In 2010 Ann was invited by the United Nations to help raise awareness of current issues through her art. The completed art work was presented to the UN at the Human Trafficking conference in Luxor Egypt, December 2010. Ann was commissioned to make The Royal Jubilee Banner for the Queen in celebration of her Diamond Jubilee. The Royal Jubilee banner hung from the stern of the Royal Barge ‘The Spirit of Chartwell’ as it made its journey up the River Thames from Battersea to London Bridge on the historic occasion of the Thames Diamond Jubilee procession, 3rd June 2012.Ann’s work is exhibited internationally and she has fulfilled many private and public commissions including the large scale public artwork ‘Manhattan Mettle’ for The W Hotel, Hoboken, USA, as well as major artworks for The Waldorf Astoria, The Alpini Gstaad, and The Chiltern Firehouse.
In autumn of this year a solo exhibition of Ann’s new work will be held at Paul Smiths Melrose Avenue Gallery, Los Angeles. She will also be revealing a major new ‘button work’ at the Haberdashers Livery Company, commissioned by the Lord Mayor of London for his inauguration.
In early 2020 Ann will be launching several new artworks at Christies, London.

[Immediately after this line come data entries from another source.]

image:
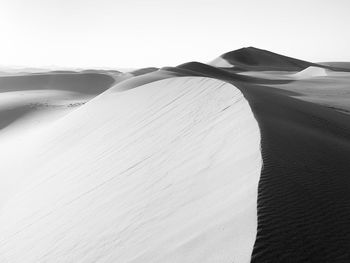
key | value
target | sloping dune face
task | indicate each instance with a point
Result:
(165, 172)
(251, 58)
(31, 100)
(311, 72)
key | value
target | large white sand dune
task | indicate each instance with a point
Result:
(165, 172)
(30, 101)
(221, 63)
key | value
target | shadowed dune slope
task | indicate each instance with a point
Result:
(254, 59)
(165, 172)
(304, 190)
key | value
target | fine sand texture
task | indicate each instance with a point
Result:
(243, 159)
(164, 172)
(304, 190)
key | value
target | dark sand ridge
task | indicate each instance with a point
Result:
(304, 191)
(83, 87)
(254, 59)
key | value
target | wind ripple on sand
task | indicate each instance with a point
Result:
(165, 172)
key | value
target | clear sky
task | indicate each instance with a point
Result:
(140, 33)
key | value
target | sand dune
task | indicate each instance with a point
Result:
(162, 165)
(166, 172)
(311, 72)
(39, 98)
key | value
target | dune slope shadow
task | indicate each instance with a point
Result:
(304, 189)
(304, 197)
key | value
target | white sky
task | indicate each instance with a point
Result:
(140, 33)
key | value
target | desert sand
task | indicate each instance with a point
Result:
(243, 159)
(146, 174)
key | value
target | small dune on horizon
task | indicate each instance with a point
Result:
(242, 159)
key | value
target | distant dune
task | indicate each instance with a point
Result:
(167, 171)
(311, 72)
(243, 159)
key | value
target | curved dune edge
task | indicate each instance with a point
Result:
(311, 72)
(165, 172)
(221, 63)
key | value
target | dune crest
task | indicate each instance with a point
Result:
(311, 72)
(166, 172)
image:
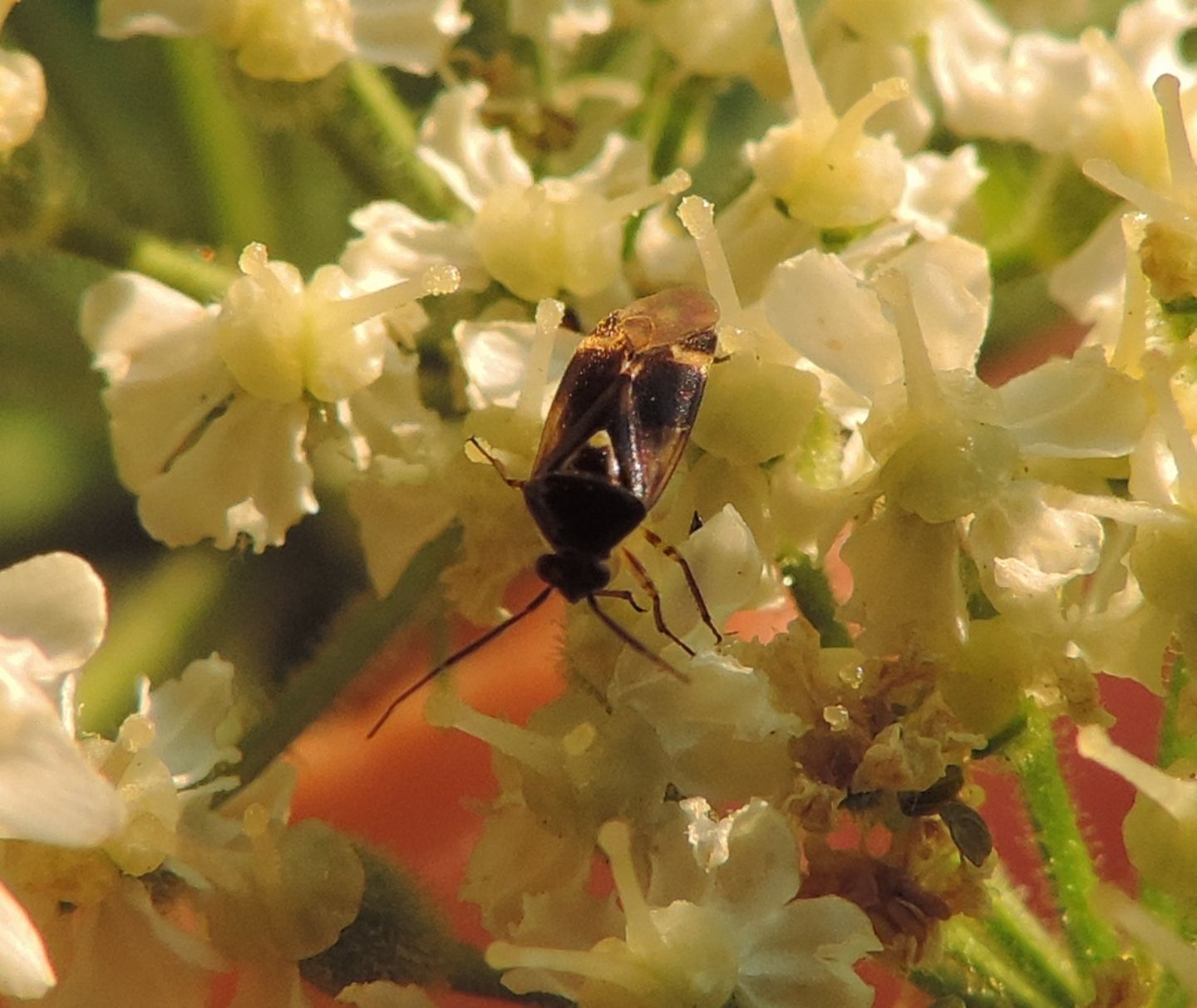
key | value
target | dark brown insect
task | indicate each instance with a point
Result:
(968, 829)
(613, 437)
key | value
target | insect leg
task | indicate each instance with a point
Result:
(498, 466)
(456, 656)
(636, 646)
(673, 554)
(650, 589)
(620, 593)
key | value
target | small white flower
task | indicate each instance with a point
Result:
(536, 237)
(824, 168)
(209, 406)
(560, 24)
(1088, 96)
(741, 935)
(53, 612)
(22, 98)
(721, 40)
(301, 40)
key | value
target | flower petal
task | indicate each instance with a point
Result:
(25, 970)
(245, 475)
(57, 602)
(48, 791)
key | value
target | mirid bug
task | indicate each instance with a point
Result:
(613, 437)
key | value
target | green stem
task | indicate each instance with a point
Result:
(685, 105)
(1066, 861)
(1175, 741)
(1007, 958)
(225, 147)
(1020, 228)
(358, 638)
(185, 269)
(149, 635)
(400, 937)
(1175, 744)
(374, 136)
(1022, 939)
(977, 975)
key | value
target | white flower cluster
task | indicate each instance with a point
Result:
(91, 829)
(1004, 543)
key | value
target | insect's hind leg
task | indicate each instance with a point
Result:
(497, 465)
(636, 646)
(673, 554)
(650, 589)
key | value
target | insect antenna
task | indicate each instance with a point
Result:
(650, 589)
(673, 553)
(456, 656)
(636, 646)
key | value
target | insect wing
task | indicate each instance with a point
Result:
(630, 396)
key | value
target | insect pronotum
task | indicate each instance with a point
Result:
(613, 437)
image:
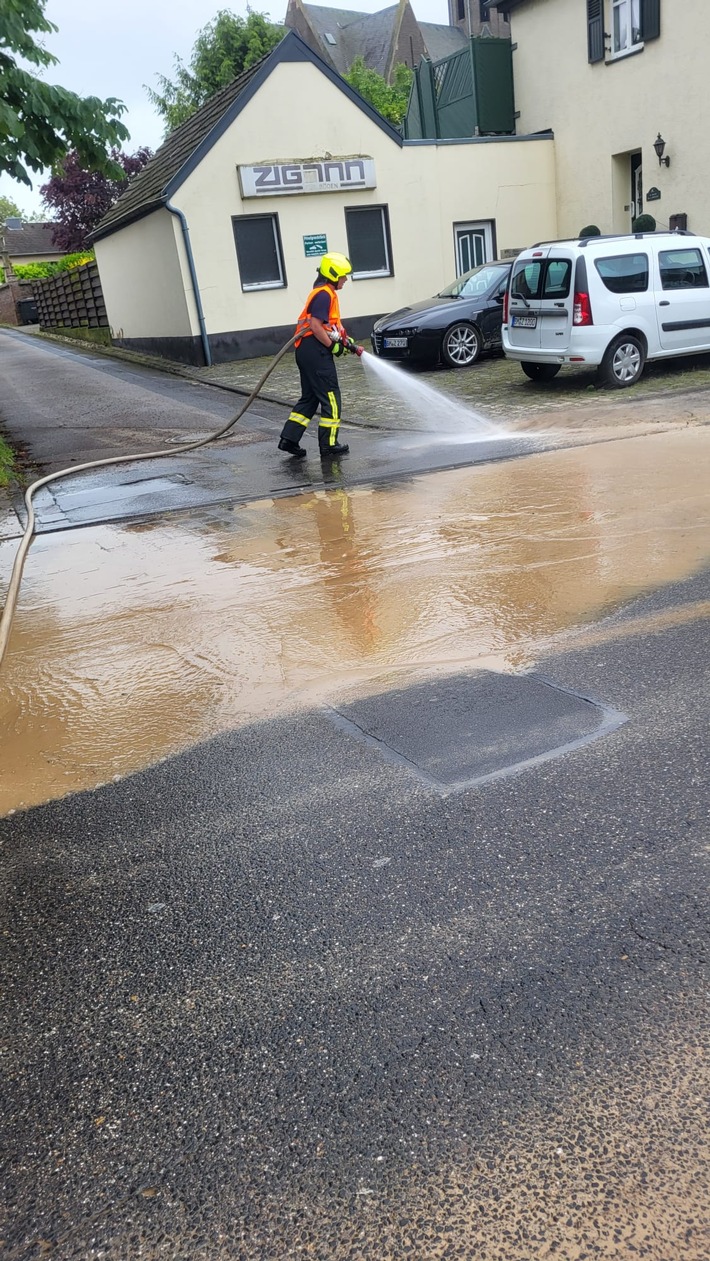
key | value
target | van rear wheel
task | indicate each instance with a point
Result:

The use of discarded, found and multiples of objects is a fundamental element of Ann’s practice. All objects are saturated with cultural meaning, which, as an artist she seeks to explore, unravel and investigate. Mundane objects like safety pins, buttons, cutlery and tableware come with their own readymade histories and associations which can be unravelled and analysed if rearranged, distorted or realigned to give them new meaning as sculpture. Ann’s self portrait ‘Ruysch’ is a modern day memento mori (Latin for ‘remember you will die’). Inspired by Dutch still lives of the 16th and 17th century, the pictures team with precious objects testifying to the pleasures of life and the flow of time, such as a pocket watch, a pewter mug, a vase of flowers, a set table.
In her self portrait ‘Ruysch’ (2019) the flowers are constructed from silver plated spoons, pewter tankards, silver vases and plates – the contents of a 16th century Dutch still life reassembled in another dimension and time. The title ‘Ruysch’ is derived from the celebrated flower painter of the Dutch Golden Age, Rachel Ruysch.